Uma tentativa do Ministério da Agricultura, Pecuária e Abastecimento (Mapa) de alterar o guia alimentar desenvolvido pelo Ministério da Saúde para diminuir as críticas aos alimentos ultraprocessados beneficia apenas a indústria de alimentos. Essa é a visão de Carlos Augusto Monteiro, professor da Faculdade de Saúde Pública da Universidade de São Paulo (USP) e responsável técnico pela elaboração do documento, desenvolvido pelo Ministério da Saúde em parceria com o Centro de Pesquisas Epidemiológicas em Nutrição e Saúde da USP.
Leia abaixo os principais trechos da entrevista do especialista com o Estadão.
Como era o guia?
Foi um ano de trabalho. Tivemos algumas reuniões. Em duas delas, em São Paulo, trouxemos de 30 a 40 especialistas de diferentes instituições do país, que foi o trabalho mais coletivo que já fiz na vida. Em seguida, submetemos uma versão para consulta pública que traz muitas sugestões. Muitas coisas são combinadas, personalizadas. Foi um processo com muita participação.
Por que escolher uma classificação de alimentos de acordo com o grau de processamento?
Criamos essa classificação em 2009 para fins de estudo. Então vimos que poderíamos usar essa mesma estrutura para orientar as pessoas. Isso se mostrou interessante porque as pessoas entendem essa divisão muito mais rápido do que falar para evitar certos componentes, como as gorduras saturadas. Essa originalidade foi reproduzida por guias de outros países, como Peru, Equador e Uruguai. Países como Canadá e França também adotaram esses princípios. Mas há um setor que não gosta porque lucra com alimentos ultraprocessados. Doenças crônicas como obesidade e diabetes estão aumentando e os alimentos desempenham um papel importante nisso. A indústria começou a processar alimentos para estender sua vida útil e diversificar os alimentos. Depois de um tempo, ela percebeu que poderia ganhar muito dinheiro com alimentos baratos que explorassem os componentes de outros alimentos e tivessem um sabor que as pessoas amam e dependem. As evidências de que esses alimentos estão associados a um maior risco dessas doenças têm sido mostradas não apenas em estudos nacionais, mas também em pesquisas de países europeus, Austrália, entre outros.
Como você avaliou o documento do Ministério da Agricultura que propõe a revisão do guia?
O argumento é muito ruim, escandalosamente errado.
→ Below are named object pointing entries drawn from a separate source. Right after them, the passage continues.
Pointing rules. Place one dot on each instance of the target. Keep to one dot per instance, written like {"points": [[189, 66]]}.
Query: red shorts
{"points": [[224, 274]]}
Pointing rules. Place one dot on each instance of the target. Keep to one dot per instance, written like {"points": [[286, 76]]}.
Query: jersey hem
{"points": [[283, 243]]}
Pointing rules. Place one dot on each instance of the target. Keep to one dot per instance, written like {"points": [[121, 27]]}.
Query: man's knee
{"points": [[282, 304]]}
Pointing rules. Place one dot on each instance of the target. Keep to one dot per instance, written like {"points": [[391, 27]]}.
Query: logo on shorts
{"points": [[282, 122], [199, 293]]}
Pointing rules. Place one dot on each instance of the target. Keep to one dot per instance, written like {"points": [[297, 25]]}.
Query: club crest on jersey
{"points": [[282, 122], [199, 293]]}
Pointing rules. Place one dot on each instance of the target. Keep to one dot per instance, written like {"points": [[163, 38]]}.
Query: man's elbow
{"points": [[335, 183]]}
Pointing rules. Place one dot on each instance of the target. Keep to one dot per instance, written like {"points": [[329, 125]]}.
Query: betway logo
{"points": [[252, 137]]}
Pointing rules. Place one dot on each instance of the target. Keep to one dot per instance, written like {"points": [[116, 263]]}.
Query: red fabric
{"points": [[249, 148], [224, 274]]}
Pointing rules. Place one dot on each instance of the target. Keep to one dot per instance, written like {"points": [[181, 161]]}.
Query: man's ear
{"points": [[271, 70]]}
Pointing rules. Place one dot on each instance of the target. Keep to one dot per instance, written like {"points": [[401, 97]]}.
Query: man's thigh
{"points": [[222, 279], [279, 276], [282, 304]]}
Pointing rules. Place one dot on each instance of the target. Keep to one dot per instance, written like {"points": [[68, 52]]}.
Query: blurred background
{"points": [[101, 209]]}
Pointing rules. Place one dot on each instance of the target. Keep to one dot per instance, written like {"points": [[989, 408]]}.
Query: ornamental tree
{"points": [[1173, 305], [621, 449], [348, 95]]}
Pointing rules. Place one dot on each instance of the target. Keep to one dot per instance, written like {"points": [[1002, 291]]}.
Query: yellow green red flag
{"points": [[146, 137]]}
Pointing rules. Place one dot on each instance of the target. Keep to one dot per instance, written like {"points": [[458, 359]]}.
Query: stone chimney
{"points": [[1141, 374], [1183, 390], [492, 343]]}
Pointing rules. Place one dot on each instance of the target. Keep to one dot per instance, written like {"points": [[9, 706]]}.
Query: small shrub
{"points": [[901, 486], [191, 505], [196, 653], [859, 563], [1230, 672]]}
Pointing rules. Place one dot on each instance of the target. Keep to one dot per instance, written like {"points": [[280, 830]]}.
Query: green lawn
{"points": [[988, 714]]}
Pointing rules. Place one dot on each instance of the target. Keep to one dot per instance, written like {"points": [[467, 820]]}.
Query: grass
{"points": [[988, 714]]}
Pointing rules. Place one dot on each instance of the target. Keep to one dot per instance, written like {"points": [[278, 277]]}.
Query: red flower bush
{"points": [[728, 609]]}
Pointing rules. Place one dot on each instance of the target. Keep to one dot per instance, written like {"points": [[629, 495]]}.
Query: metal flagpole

Não sei como a indústria conseguiu abordar a ministra Teresa Cristina sobre o assunto, porque nem mesmo é responsabilidade deste ministério preparar um guia. A indústria de alimentos vem tentando boicotar o guia desde 2014. Na véspera do seu lançamento, a Abia (Associação Brasileira da Indústria da Alimentação) teve uma audiência com o então ministro Arthur Chior, exigindo a suspensão do guia. A cerimônia de lançamento foi cancelada, mas o próprio ministro avaliou o documento, percebeu que era extremamente importante e o lançou depois.
E por que você acha que o Ministério da Agricultura decidiu se envolver neste tema?
Não consigo entender essa relutância de um ministro com um guia. A única coisa que eles podem não gostar é a recomendação de um guia que busca moderação no consumo de carnes. Mas o guia não proíbe o consumo, pelo contrário, diz que o consumo é permitido em uma das três refeições. Existem guias alimentares de outros países que são muito mais rigorosos. Mas ela parece ter comprado a briga de uma indústria ultraprocessada. Com este documento, ele se autodenomina um rótulo negacionista, pois há muitas evidências sobre a nocividade desse tipo de alimento. Ao mesmo tempo, cria hostilidade dentro do governo. Como o Ministério da Agricultura redige um documento para o Ministério da Saúde afirmando que um de seus instrumentos de política pública é o pior do planeta? Esta não é a atitude de quem quer dialogar. Eles ignoram e desrespeitam o Ministério da Saúde.
A informação é do jornal Estado de S. Paulo.